KEN menyeleksi event berkualitas dari 34 provinsi di Indonesia. Untuk tahun 2023 ini Wolobobo Ngada Festival kembali mengusung tema Tenun, Kopi dan Bambu. Tiga elemen tersebut menjadi identitas maupun pertegasan branding Kabupaten Ngada, mempertemukan potensi budaya dan alam daerah.

Sebagaimana diketahui kopi Arabika Bajawa Flores telah diakui sebagai salah satu kopi berkualitas terbaik secara nasional pun global dan telah memiliki Perlindungan Indikasi Geografis sejak Maret 2018 melalui Masyarakat Perlindungan Indikasi Geografis (MPIG).

Demikian pun bambu yang tumbuh subur di setiap pekarangan kampurng dan ladang warga Ngada sudah bertahun-tahun diminati pasar arsitektur ramah lingkungan (eco friendly architectur), khususnya bambu Bheto' yang kini kian tersohor. Tenun Ngada yang khas dan berkarakter kuat turut mendapatkan tempat istimewa bagi kalangan pecinta wastra Nusantara.

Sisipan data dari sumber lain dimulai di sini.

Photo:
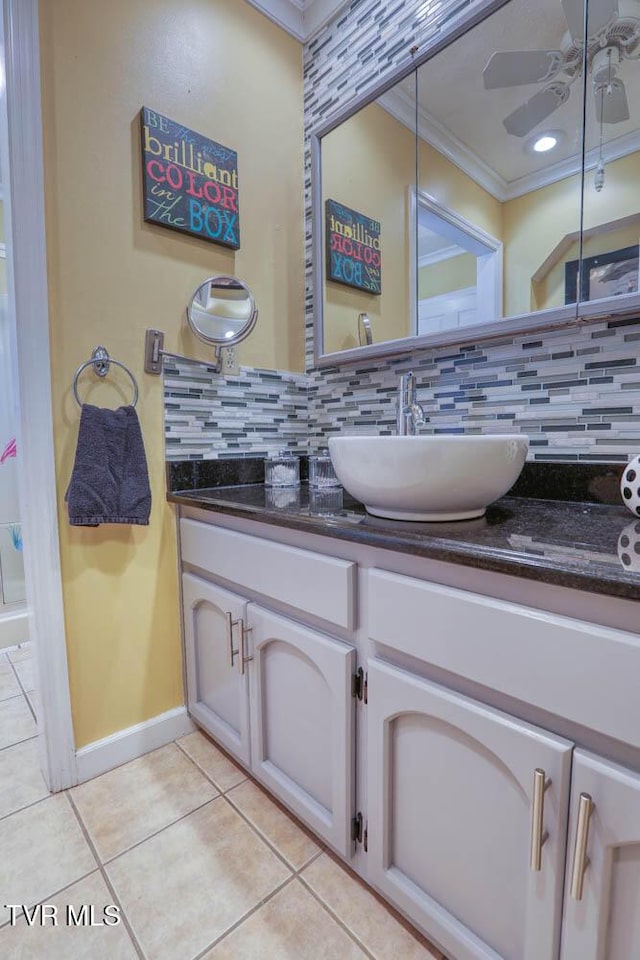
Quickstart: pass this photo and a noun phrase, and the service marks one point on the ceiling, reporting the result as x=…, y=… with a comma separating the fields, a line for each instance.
x=465, y=121
x=301, y=18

Perhelatan Wolobobo Ngada Festival 2023 dimanfaatkan untuk menunjukkan hasil karya para penggiat Tenun, Kopi dan Bambu selain tentu saja potensi-potensi lain dari Kabupaten Ngada. Pihak Kementerian Pariwisata dan Ekonomi Kreatif (Kemenparekraf) menilai Wolobobo Ngada Festival punya peluang besar untuk kembali masuk dalam Kharisma Event Nusantara (KEN) 2024. (orc).